A capacitor and a coil with resistance R are in series and connected to a 6 V AC source. By varying the frequency of the source, a maximum current of 600 mA is observed. If the same coil is now connected to a cell of emf 6 V and internal resistance of 2 ohms, the current through it will be:

• A. 0.6 A
• B. 0.5 A
• C. 1.0 A
• D. 2.0 A

Answer 1

The Correct Option is B

To solve the problem, we need to first analyze the given conditions and then apply the relevant formulas to find the current through the coil when connected with a cell. 

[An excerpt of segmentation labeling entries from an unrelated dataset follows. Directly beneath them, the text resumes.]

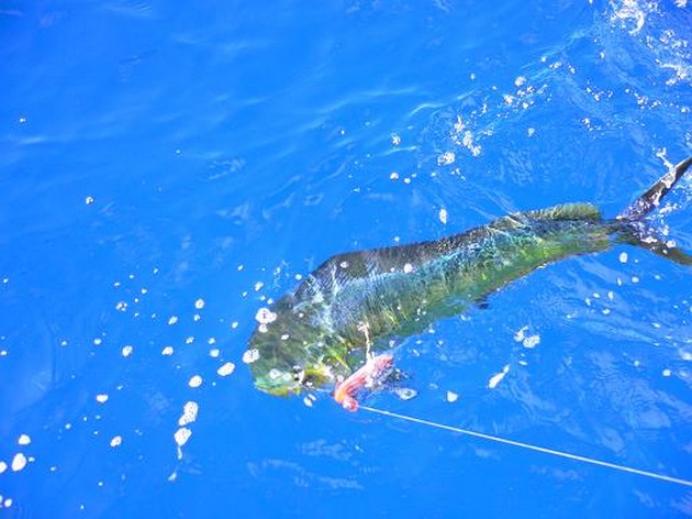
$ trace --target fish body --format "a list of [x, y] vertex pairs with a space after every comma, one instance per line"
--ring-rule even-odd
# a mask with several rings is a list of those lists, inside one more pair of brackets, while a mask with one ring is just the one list
[[366, 347], [386, 350], [391, 339], [482, 303], [538, 267], [617, 242], [692, 263], [643, 220], [690, 164], [680, 163], [612, 220], [590, 203], [568, 203], [440, 240], [332, 256], [269, 308], [268, 322], [253, 334], [256, 386], [274, 395], [333, 386], [365, 362]]

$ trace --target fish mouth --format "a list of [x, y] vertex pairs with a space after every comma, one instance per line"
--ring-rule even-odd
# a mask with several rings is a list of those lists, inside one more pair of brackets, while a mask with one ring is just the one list
[[332, 371], [328, 366], [319, 365], [287, 372], [271, 369], [268, 374], [255, 378], [255, 387], [268, 395], [288, 397], [319, 389], [331, 382]]

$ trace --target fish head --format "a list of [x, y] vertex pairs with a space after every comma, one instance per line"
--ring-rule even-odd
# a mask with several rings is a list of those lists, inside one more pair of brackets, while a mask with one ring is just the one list
[[320, 389], [332, 383], [332, 376], [322, 365], [293, 365], [271, 367], [267, 373], [255, 376], [255, 387], [269, 395], [287, 397], [303, 391]]
[[279, 306], [258, 312], [259, 325], [246, 352], [255, 387], [269, 395], [290, 396], [334, 384], [320, 328], [292, 311], [280, 310]]

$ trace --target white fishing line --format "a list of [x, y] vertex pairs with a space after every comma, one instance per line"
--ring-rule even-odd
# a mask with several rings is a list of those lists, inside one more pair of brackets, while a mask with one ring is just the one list
[[454, 426], [446, 426], [444, 423], [437, 423], [431, 420], [424, 420], [422, 418], [415, 418], [408, 415], [401, 415], [399, 412], [384, 411], [382, 409], [377, 409], [369, 406], [360, 406], [358, 409], [362, 409], [365, 411], [375, 412], [377, 415], [382, 415], [390, 418], [398, 418], [400, 420], [406, 420], [414, 423], [420, 423], [422, 426], [434, 427], [437, 429], [443, 429], [446, 431], [457, 432], [459, 434], [466, 434], [468, 437], [480, 438], [483, 440], [493, 441], [496, 443], [504, 443], [506, 445], [514, 445], [521, 449], [528, 449], [531, 451], [543, 452], [544, 454], [550, 454], [554, 456], [566, 457], [568, 460], [573, 460], [577, 462], [591, 463], [592, 465], [599, 465], [606, 468], [613, 468], [615, 471], [627, 472], [629, 474], [637, 474], [639, 476], [650, 477], [652, 479], [658, 479], [661, 482], [674, 483], [677, 485], [683, 485], [692, 487], [692, 481], [690, 479], [681, 479], [679, 477], [667, 476], [665, 474], [657, 474], [655, 472], [640, 471], [639, 468], [633, 468], [625, 465], [618, 465], [616, 463], [604, 462], [601, 460], [594, 460], [593, 457], [580, 456], [578, 454], [570, 454], [569, 452], [556, 451], [555, 449], [547, 449], [545, 446], [532, 445], [531, 443], [518, 442], [515, 440], [507, 440], [505, 438], [493, 437], [491, 434], [484, 434], [482, 432], [469, 431], [467, 429], [461, 429]]

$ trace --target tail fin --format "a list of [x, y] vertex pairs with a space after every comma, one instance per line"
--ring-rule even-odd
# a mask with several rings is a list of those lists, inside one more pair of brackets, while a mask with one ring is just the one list
[[677, 166], [663, 175], [651, 188], [637, 198], [627, 209], [625, 209], [617, 220], [637, 221], [641, 220], [648, 212], [661, 202], [661, 199], [684, 175], [684, 172], [692, 165], [692, 157], [685, 158]]
[[627, 230], [623, 236], [626, 242], [648, 249], [655, 254], [683, 265], [692, 265], [692, 256], [677, 249], [674, 243], [662, 241], [652, 229], [647, 227], [644, 218], [659, 206], [661, 199], [682, 178], [690, 166], [692, 166], [692, 157], [673, 166], [616, 218]]

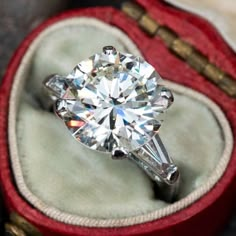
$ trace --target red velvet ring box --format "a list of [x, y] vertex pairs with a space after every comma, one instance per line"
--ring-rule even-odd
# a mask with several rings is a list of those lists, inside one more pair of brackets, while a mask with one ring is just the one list
[[[236, 56], [211, 24], [160, 1], [138, 4], [236, 78]], [[160, 131], [182, 173], [172, 204], [154, 197], [150, 180], [133, 163], [78, 148], [39, 105], [46, 75], [69, 73], [104, 44], [143, 56], [175, 94]], [[207, 236], [226, 223], [235, 197], [236, 99], [120, 10], [78, 9], [37, 27], [12, 57], [1, 95], [5, 203], [42, 235]]]

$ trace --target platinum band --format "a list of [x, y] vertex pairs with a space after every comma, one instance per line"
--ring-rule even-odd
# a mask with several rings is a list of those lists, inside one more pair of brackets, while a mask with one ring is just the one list
[[[135, 162], [156, 183], [158, 197], [173, 202], [178, 195], [180, 173], [158, 135], [160, 122], [155, 116], [172, 104], [173, 96], [158, 80], [158, 73], [143, 59], [106, 46], [101, 54], [78, 64], [68, 77], [47, 77], [44, 81], [47, 95], [41, 96], [41, 103], [47, 110], [54, 105], [55, 113], [71, 134], [88, 148], [109, 152], [113, 159], [128, 158]], [[125, 117], [130, 109], [132, 115], [127, 113]], [[91, 126], [86, 126], [86, 122]], [[111, 134], [113, 130], [115, 133]]]
[[[52, 110], [56, 100], [60, 98], [57, 92], [60, 86], [52, 82], [53, 78], [55, 75], [48, 76], [43, 83], [44, 96], [41, 96], [40, 101], [46, 110]], [[173, 202], [177, 198], [180, 173], [158, 134], [133, 152], [125, 153], [122, 148], [117, 148], [117, 153], [112, 153], [112, 158], [128, 158], [135, 162], [156, 183], [158, 198], [167, 202]]]

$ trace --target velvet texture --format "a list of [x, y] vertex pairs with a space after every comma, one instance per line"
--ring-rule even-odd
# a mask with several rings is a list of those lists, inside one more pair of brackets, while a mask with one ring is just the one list
[[[149, 7], [150, 13], [156, 19], [169, 25], [175, 31], [185, 38], [188, 38], [195, 46], [210, 57], [216, 64], [220, 65], [228, 73], [234, 77], [236, 75], [236, 60], [234, 53], [227, 47], [215, 30], [205, 21], [182, 13], [169, 6], [163, 5], [156, 1], [140, 1], [145, 7]], [[12, 78], [20, 63], [21, 57], [27, 49], [30, 42], [37, 37], [45, 27], [66, 17], [75, 15], [89, 15], [98, 17], [106, 22], [117, 25], [122, 28], [140, 47], [145, 57], [158, 68], [161, 75], [170, 80], [183, 83], [188, 87], [192, 87], [209, 96], [216, 101], [225, 111], [231, 122], [232, 130], [235, 135], [235, 100], [229, 98], [216, 86], [208, 82], [206, 79], [198, 75], [191, 68], [187, 67], [184, 62], [177, 59], [165, 48], [159, 39], [150, 39], [140, 31], [134, 21], [124, 16], [114, 9], [90, 9], [78, 12], [70, 12], [60, 17], [54, 18], [36, 31], [34, 31], [22, 46], [18, 49], [15, 57], [9, 65], [9, 69], [5, 75], [5, 79], [1, 88], [3, 99], [1, 99], [1, 185], [4, 190], [6, 202], [9, 210], [16, 210], [24, 215], [30, 222], [40, 228], [44, 235], [198, 235], [202, 233], [204, 228], [205, 235], [215, 235], [217, 230], [222, 226], [230, 212], [230, 206], [235, 194], [235, 149], [232, 154], [231, 163], [228, 166], [224, 176], [219, 183], [206, 196], [186, 208], [184, 211], [177, 212], [172, 216], [149, 222], [146, 224], [134, 225], [120, 229], [115, 228], [86, 228], [64, 225], [46, 218], [43, 214], [31, 208], [17, 194], [10, 176], [10, 167], [8, 162], [7, 150], [7, 112], [8, 99], [11, 89]], [[179, 23], [182, 23], [181, 27]], [[132, 30], [130, 30], [132, 29]], [[203, 44], [201, 44], [204, 42]], [[204, 46], [203, 46], [204, 45]], [[207, 45], [207, 47], [206, 47]], [[165, 58], [163, 62], [162, 58]], [[170, 71], [167, 65], [174, 65]], [[221, 212], [219, 215], [218, 213]], [[219, 217], [215, 221], [207, 221], [214, 215]], [[197, 227], [196, 227], [197, 226]], [[201, 228], [199, 227], [201, 226]], [[205, 227], [204, 227], [205, 226]]]
[[[23, 178], [38, 199], [62, 212], [119, 219], [168, 205], [155, 198], [152, 182], [141, 169], [128, 160], [114, 161], [79, 145], [64, 124], [38, 102], [47, 75], [55, 71], [68, 74], [76, 61], [101, 51], [101, 45], [112, 44], [137, 54], [132, 50], [135, 45], [127, 41], [121, 32], [99, 21], [80, 18], [73, 24], [67, 22], [44, 36], [26, 62], [30, 66], [25, 78], [18, 78], [25, 83], [16, 128]], [[181, 170], [182, 199], [207, 182], [218, 164], [224, 149], [223, 125], [208, 105], [183, 92], [175, 93], [164, 119], [160, 136]]]

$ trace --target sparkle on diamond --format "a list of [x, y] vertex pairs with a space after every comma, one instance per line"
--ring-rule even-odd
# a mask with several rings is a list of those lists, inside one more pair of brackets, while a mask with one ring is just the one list
[[115, 49], [95, 54], [67, 77], [54, 76], [56, 113], [86, 146], [132, 151], [155, 135], [161, 125], [158, 115], [173, 101], [159, 81], [155, 69], [140, 57]]

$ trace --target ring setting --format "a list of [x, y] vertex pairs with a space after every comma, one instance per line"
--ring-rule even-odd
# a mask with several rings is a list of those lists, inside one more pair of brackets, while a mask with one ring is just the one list
[[47, 77], [44, 88], [78, 142], [134, 161], [157, 184], [160, 198], [171, 202], [180, 174], [158, 131], [174, 98], [161, 82], [143, 58], [105, 46], [69, 75]]

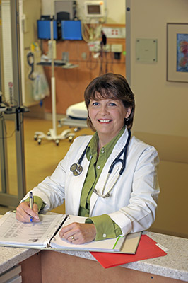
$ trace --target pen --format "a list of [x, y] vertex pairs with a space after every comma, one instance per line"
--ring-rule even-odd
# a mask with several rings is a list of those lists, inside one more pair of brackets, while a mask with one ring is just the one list
[[[33, 192], [30, 192], [30, 208], [33, 210]], [[30, 216], [30, 222], [33, 221], [33, 216]]]

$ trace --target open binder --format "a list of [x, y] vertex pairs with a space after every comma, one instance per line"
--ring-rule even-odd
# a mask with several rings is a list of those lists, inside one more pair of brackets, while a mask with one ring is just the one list
[[62, 214], [40, 214], [40, 221], [23, 223], [9, 212], [0, 219], [0, 246], [39, 249], [88, 250], [135, 253], [141, 233], [84, 244], [74, 244], [60, 238], [62, 226], [73, 222], [85, 223], [86, 217]]

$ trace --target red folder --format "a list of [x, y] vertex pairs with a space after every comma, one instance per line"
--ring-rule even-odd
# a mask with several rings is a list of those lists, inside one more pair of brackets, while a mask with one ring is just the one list
[[134, 255], [90, 252], [105, 268], [124, 265], [128, 262], [164, 256], [167, 253], [157, 245], [157, 242], [146, 235], [142, 235]]

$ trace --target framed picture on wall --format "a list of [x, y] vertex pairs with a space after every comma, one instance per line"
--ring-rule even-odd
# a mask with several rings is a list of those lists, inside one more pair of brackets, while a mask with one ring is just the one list
[[167, 81], [188, 83], [188, 23], [167, 24]]

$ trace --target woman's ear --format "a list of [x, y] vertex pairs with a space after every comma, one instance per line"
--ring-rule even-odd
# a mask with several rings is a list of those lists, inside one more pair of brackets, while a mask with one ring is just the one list
[[126, 110], [127, 110], [127, 113], [125, 115], [125, 118], [128, 118], [131, 112], [132, 108], [129, 107], [129, 108], [126, 108]]

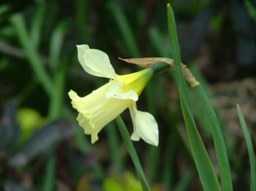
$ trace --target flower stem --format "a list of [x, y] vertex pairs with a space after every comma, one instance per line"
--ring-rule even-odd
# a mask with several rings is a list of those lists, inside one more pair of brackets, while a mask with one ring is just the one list
[[153, 65], [151, 69], [153, 70], [154, 74], [157, 74], [169, 69], [170, 67], [170, 65], [165, 62], [158, 62], [156, 64]]
[[135, 147], [133, 147], [132, 142], [129, 137], [127, 128], [122, 120], [122, 118], [118, 116], [116, 118], [116, 124], [120, 130], [121, 135], [124, 139], [124, 142], [127, 149], [130, 155], [133, 164], [135, 167], [138, 175], [140, 177], [140, 181], [143, 190], [150, 190], [148, 183], [146, 179], [143, 170], [142, 169], [139, 158], [137, 155]]

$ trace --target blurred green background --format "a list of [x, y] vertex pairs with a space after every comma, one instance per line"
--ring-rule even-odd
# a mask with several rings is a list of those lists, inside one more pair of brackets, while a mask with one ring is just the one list
[[[235, 190], [249, 186], [249, 165], [236, 104], [256, 140], [256, 1], [1, 1], [0, 3], [0, 190], [136, 190], [138, 182], [114, 122], [91, 144], [67, 92], [86, 96], [108, 79], [86, 73], [75, 45], [105, 52], [116, 73], [138, 69], [118, 58], [170, 58], [166, 4], [173, 6], [181, 60], [212, 98]], [[159, 129], [159, 145], [134, 142], [154, 190], [202, 190], [167, 72], [138, 101]], [[201, 136], [213, 142], [194, 103]], [[128, 112], [122, 117], [132, 132]], [[215, 163], [214, 163], [215, 161]], [[126, 190], [125, 190], [126, 189]]]

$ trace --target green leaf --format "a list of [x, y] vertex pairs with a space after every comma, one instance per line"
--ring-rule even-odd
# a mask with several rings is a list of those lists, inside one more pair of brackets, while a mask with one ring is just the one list
[[222, 189], [223, 190], [233, 190], [232, 177], [227, 152], [219, 120], [203, 87], [200, 85], [195, 87], [194, 90], [197, 96], [198, 100], [200, 100], [200, 109], [205, 114], [205, 116], [202, 117], [206, 117], [211, 128], [214, 141]]
[[176, 80], [179, 87], [182, 112], [191, 149], [203, 187], [206, 190], [220, 190], [218, 179], [202, 139], [190, 112], [189, 96], [181, 66], [181, 56], [173, 11], [168, 4], [167, 20], [170, 39], [171, 57], [174, 60]]
[[243, 113], [241, 110], [239, 105], [237, 104], [236, 107], [237, 107], [237, 112], [238, 114], [240, 123], [242, 127], [244, 139], [246, 142], [249, 163], [251, 165], [251, 191], [256, 191], [256, 167], [255, 167], [255, 152], [253, 151], [252, 139], [248, 130], [246, 123], [245, 122]]
[[110, 10], [117, 23], [117, 26], [121, 31], [124, 42], [128, 48], [128, 51], [135, 58], [140, 57], [140, 51], [136, 44], [135, 39], [130, 28], [128, 20], [121, 7], [116, 3], [109, 4]]

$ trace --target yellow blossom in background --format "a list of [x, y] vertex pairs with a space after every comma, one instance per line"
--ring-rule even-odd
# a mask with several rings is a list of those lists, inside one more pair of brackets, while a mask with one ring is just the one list
[[151, 69], [127, 74], [116, 74], [106, 53], [88, 45], [79, 45], [78, 61], [89, 74], [110, 79], [110, 82], [85, 97], [73, 90], [69, 92], [72, 106], [79, 112], [77, 118], [91, 143], [98, 140], [98, 133], [105, 125], [129, 108], [134, 126], [131, 139], [158, 145], [158, 127], [154, 117], [137, 109], [136, 101], [153, 76]]

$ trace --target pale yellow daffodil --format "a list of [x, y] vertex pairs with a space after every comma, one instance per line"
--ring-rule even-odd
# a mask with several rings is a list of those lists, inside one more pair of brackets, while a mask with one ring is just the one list
[[158, 145], [158, 127], [154, 117], [138, 111], [136, 101], [153, 76], [151, 69], [127, 74], [116, 74], [106, 53], [88, 45], [79, 45], [78, 60], [89, 74], [110, 79], [110, 82], [89, 95], [80, 97], [70, 90], [72, 106], [79, 112], [77, 118], [86, 134], [91, 134], [91, 143], [99, 139], [98, 133], [108, 122], [129, 108], [134, 131], [131, 139]]

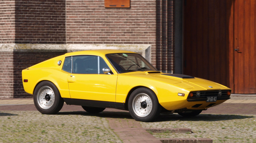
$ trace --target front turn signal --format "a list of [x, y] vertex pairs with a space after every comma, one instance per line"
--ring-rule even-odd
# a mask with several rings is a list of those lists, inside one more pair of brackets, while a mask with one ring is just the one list
[[230, 91], [228, 91], [227, 92], [227, 95], [228, 96], [229, 96], [230, 94], [231, 94], [231, 93], [230, 93]]
[[193, 94], [193, 92], [190, 92], [190, 93], [189, 93], [189, 97], [193, 97], [193, 95], [194, 95]]

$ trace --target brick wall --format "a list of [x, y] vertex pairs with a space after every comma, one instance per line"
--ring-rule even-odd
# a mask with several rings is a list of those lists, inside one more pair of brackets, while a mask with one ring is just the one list
[[173, 0], [157, 1], [156, 66], [171, 73], [174, 70], [174, 5]]
[[66, 5], [67, 43], [150, 44], [155, 55], [155, 0], [132, 0], [127, 8], [105, 8], [103, 0]]
[[13, 53], [0, 52], [0, 96], [13, 96]]
[[65, 0], [16, 1], [15, 43], [65, 44]]
[[0, 1], [0, 43], [12, 43], [15, 34], [15, 1], [1, 0]]

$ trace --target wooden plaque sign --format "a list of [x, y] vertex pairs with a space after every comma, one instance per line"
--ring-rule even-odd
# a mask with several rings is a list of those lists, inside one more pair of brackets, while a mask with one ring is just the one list
[[130, 0], [105, 0], [105, 8], [130, 7]]

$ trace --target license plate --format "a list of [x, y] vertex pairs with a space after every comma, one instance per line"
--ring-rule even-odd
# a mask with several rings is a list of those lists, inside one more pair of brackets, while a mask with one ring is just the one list
[[206, 102], [214, 102], [217, 101], [217, 96], [208, 96], [206, 97]]

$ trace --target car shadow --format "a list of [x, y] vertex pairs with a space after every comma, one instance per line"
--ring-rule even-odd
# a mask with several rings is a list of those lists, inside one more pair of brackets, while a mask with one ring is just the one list
[[235, 114], [200, 114], [196, 116], [185, 117], [178, 114], [161, 114], [155, 121], [219, 121], [234, 119], [242, 119], [256, 118], [246, 115]]
[[0, 113], [0, 116], [17, 116], [18, 114], [8, 113]]
[[104, 111], [98, 113], [90, 113], [85, 111], [63, 111], [59, 112], [57, 115], [76, 115], [82, 116], [96, 116], [101, 118], [120, 118], [132, 119], [133, 118], [129, 112]]
[[[83, 111], [60, 112], [57, 115], [76, 115], [85, 116], [93, 116], [101, 118], [126, 119], [133, 119], [128, 111], [103, 111], [99, 113], [92, 114]], [[249, 115], [232, 114], [202, 114], [194, 117], [184, 117], [177, 114], [160, 114], [159, 117], [153, 122], [165, 121], [218, 121], [238, 119], [256, 118]]]

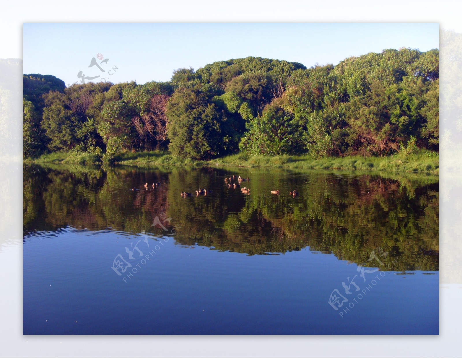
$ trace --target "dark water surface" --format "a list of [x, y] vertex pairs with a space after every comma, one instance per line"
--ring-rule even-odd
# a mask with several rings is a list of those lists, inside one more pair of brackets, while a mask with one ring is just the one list
[[24, 205], [26, 334], [438, 333], [434, 178], [25, 166]]

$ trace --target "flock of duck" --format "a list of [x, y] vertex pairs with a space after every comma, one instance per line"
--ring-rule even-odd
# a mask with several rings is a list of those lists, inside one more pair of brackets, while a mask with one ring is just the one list
[[[232, 184], [231, 184], [231, 182], [236, 179], [236, 176], [234, 175], [230, 176], [229, 178], [225, 178], [225, 182], [228, 185], [228, 188], [231, 189], [231, 188], [233, 189], [236, 189], [237, 188], [241, 186], [241, 183], [243, 182], [249, 182], [250, 180], [247, 178], [247, 179], [244, 179], [239, 176], [237, 177], [237, 184], [235, 182]], [[250, 189], [247, 188], [247, 187], [244, 187], [243, 188], [241, 188], [241, 191], [244, 194], [247, 194], [250, 195]]]
[[[156, 187], [159, 186], [159, 185], [160, 185], [160, 183], [159, 183], [159, 182], [156, 182], [155, 183], [152, 183], [152, 188], [156, 188]], [[146, 188], [146, 189], [147, 189], [148, 187], [149, 187], [149, 184], [148, 183], [146, 183], [146, 184], [145, 184], [144, 185], [144, 187], [145, 187], [145, 188]], [[136, 191], [137, 190], [140, 190], [139, 189], [138, 189], [138, 188], [132, 188], [132, 189], [131, 189], [132, 191]]]
[[[235, 180], [236, 179], [236, 176], [234, 175], [231, 176], [229, 178], [226, 177], [225, 178], [225, 182], [228, 185], [228, 188], [231, 189], [231, 188], [233, 189], [236, 189], [237, 188], [241, 186], [241, 183], [243, 182], [249, 182], [250, 179], [249, 178], [244, 179], [239, 176], [237, 177], [237, 184], [234, 182], [232, 184], [231, 182], [232, 181]], [[152, 188], [155, 188], [159, 186], [160, 185], [159, 182], [154, 182], [152, 183]], [[144, 187], [147, 189], [148, 187], [149, 186], [149, 184], [148, 183], [146, 183], [144, 185]], [[139, 189], [137, 189], [136, 188], [132, 188], [132, 191], [135, 191], [136, 190], [139, 190]], [[244, 187], [243, 188], [241, 188], [241, 191], [244, 194], [247, 194], [248, 195], [250, 195], [250, 189], [247, 188], [246, 187]], [[279, 189], [278, 189], [277, 190], [270, 190], [272, 194], [274, 194], [275, 195], [279, 195]], [[200, 195], [203, 195], [204, 196], [207, 195], [207, 194], [211, 194], [213, 192], [212, 190], [207, 190], [207, 189], [201, 189], [200, 188], [199, 190], [196, 190], [196, 196], [199, 196]], [[295, 189], [293, 191], [289, 191], [289, 194], [292, 195], [292, 196], [295, 197], [298, 195], [298, 192]], [[181, 192], [181, 196], [183, 198], [186, 198], [187, 196], [192, 196], [193, 194], [191, 193], [188, 193], [187, 192], [182, 191]]]
[[[196, 196], [199, 196], [200, 195], [205, 196], [207, 194], [211, 194], [213, 192], [213, 190], [207, 190], [207, 189], [201, 189], [200, 188], [198, 190], [196, 190]], [[182, 191], [181, 192], [181, 196], [183, 198], [186, 198], [187, 196], [192, 196], [192, 195], [191, 193], [187, 192]]]
[[[279, 195], [279, 189], [277, 190], [271, 190], [270, 191], [272, 194], [276, 194], [276, 195]], [[298, 195], [298, 192], [295, 189], [293, 189], [293, 191], [289, 191], [289, 195], [291, 195], [292, 196], [297, 196]]]

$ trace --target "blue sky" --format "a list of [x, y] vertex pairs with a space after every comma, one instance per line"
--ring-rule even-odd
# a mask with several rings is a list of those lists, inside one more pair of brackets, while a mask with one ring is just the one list
[[[438, 24], [24, 24], [24, 73], [66, 84], [85, 76], [114, 83], [166, 81], [176, 68], [197, 69], [231, 58], [260, 56], [338, 63], [385, 49], [438, 48]], [[101, 54], [107, 62], [89, 68]], [[109, 71], [111, 68], [116, 68]], [[86, 80], [85, 82], [88, 82]]]

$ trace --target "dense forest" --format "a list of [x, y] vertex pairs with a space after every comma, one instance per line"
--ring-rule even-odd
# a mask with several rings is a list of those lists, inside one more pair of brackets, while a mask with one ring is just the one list
[[247, 57], [144, 85], [66, 87], [24, 75], [24, 154], [153, 149], [195, 160], [238, 152], [313, 158], [438, 151], [439, 51], [402, 48], [336, 66]]

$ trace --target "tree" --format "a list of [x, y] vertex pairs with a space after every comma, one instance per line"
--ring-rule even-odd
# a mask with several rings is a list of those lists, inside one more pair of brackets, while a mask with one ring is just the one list
[[97, 129], [106, 144], [103, 161], [113, 161], [124, 150], [133, 146], [135, 133], [132, 118], [134, 114], [133, 109], [123, 101], [104, 105]]
[[221, 90], [210, 85], [180, 87], [167, 107], [169, 149], [174, 155], [204, 159], [221, 155], [237, 146], [224, 109], [212, 102]]
[[251, 156], [280, 155], [294, 152], [298, 128], [292, 117], [276, 104], [268, 105], [261, 115], [250, 119], [239, 148]]

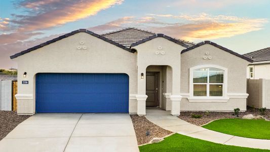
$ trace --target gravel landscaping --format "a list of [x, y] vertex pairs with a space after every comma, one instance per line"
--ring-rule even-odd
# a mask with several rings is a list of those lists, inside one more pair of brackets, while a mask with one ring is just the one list
[[20, 116], [16, 112], [0, 111], [0, 140], [29, 116]]
[[[233, 115], [233, 112], [181, 111], [179, 118], [189, 123], [202, 126], [217, 119], [236, 118]], [[201, 118], [191, 118], [192, 114], [200, 115], [202, 117]], [[255, 116], [261, 115], [258, 109], [248, 107], [246, 112], [240, 112], [239, 118], [248, 114], [252, 114]], [[262, 116], [270, 120], [270, 109], [267, 109], [265, 115]]]
[[[148, 143], [154, 137], [163, 137], [172, 133], [172, 132], [152, 123], [144, 116], [135, 115], [130, 115], [130, 117], [133, 123], [138, 145]], [[150, 134], [146, 136], [147, 130], [149, 131]]]

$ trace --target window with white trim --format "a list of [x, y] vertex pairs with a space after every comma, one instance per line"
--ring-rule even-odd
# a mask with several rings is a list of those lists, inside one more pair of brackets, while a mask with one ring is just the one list
[[254, 72], [253, 72], [253, 67], [249, 67], [249, 78], [253, 78]]
[[222, 97], [224, 71], [214, 67], [193, 70], [193, 96]]

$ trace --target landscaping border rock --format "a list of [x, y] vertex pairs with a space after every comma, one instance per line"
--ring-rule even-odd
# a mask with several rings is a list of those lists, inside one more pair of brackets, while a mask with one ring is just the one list
[[0, 111], [0, 140], [29, 117], [18, 115], [14, 111]]
[[[200, 115], [201, 118], [191, 118], [191, 115]], [[179, 118], [190, 124], [197, 126], [203, 126], [213, 121], [221, 119], [235, 118], [242, 118], [244, 116], [252, 114], [255, 117], [258, 117], [261, 113], [258, 109], [248, 107], [246, 112], [240, 112], [239, 117], [233, 115], [233, 112], [213, 112], [213, 111], [181, 111]], [[262, 116], [265, 120], [270, 120], [270, 109], [266, 109], [265, 115]]]
[[[144, 116], [130, 115], [138, 141], [138, 145], [149, 143], [154, 138], [164, 138], [173, 132], [163, 129], [149, 121]], [[146, 136], [146, 132], [149, 135]]]

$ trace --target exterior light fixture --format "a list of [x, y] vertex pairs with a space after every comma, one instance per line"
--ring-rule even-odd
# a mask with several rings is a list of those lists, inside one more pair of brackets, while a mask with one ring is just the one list
[[26, 77], [26, 72], [24, 72], [24, 73], [23, 73], [23, 77]]

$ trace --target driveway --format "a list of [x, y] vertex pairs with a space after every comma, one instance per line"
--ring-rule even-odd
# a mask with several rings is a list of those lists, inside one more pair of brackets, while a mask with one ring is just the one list
[[139, 151], [127, 113], [36, 114], [0, 141], [0, 151]]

Initially, when the capacitor and coil are in resonance with the AC source, the maximum current occurs at the resonant frequency where the reactance of the coil and capacitor cancel each other out. Thus at resonance, the impedance Z is purely resistive and equal to R.

At this condition:

\( V = I_{max} \cdot R \)

Given:

• \( V = 6 \, \text{V} \)
• \( I_{max} = 600 \, \text{mA} = 0.6 \, \text{A} \)

Using the formula:

\( 6 = 0.6 \cdot R \)

\( R = \frac{6}{0.6} = 10 \, \Omega \)

Now, when the same coil is connected to a cell of 6 V with internal resistance 2 ohms, the total resistance in the circuit is given by:

\( R_{total} = 10 \, \Omega + 2 \, \Omega = 12 \, \Omega \)

Applying Ohm's Law to find the current \( I \), we have:

\( I = \frac{V}{R_{total}} = \frac{6 \, \text{V}}{12 \, \Omega} = 0.5 \, \text{A} \)

Thus, the current through the coil when connected with the cell is 0.5 A.

Answer 2

Given AC circuit scenario:

Series RLC circuit with 6V AC source shows maximum current (I_max) = 600 mA at resonance.

Step 1: Determine coil resistance (R)

At resonance (maximum current): \[ I_{max} = \frac{V}{Z} = \frac{V}{R} \] \[ 0.6 = \frac{6}{R} \Rightarrow R = 10\ \Omega \]

Step 2: Analyze DC scenario

When connected to 6V DC source with internal resistance (r) = 2Ω: \[ I = \frac{V}{R + r} = \frac{6}{10 + 2} = 0.5\ \text{A} \]

Final answer: The current through the coil will be 0.5 A.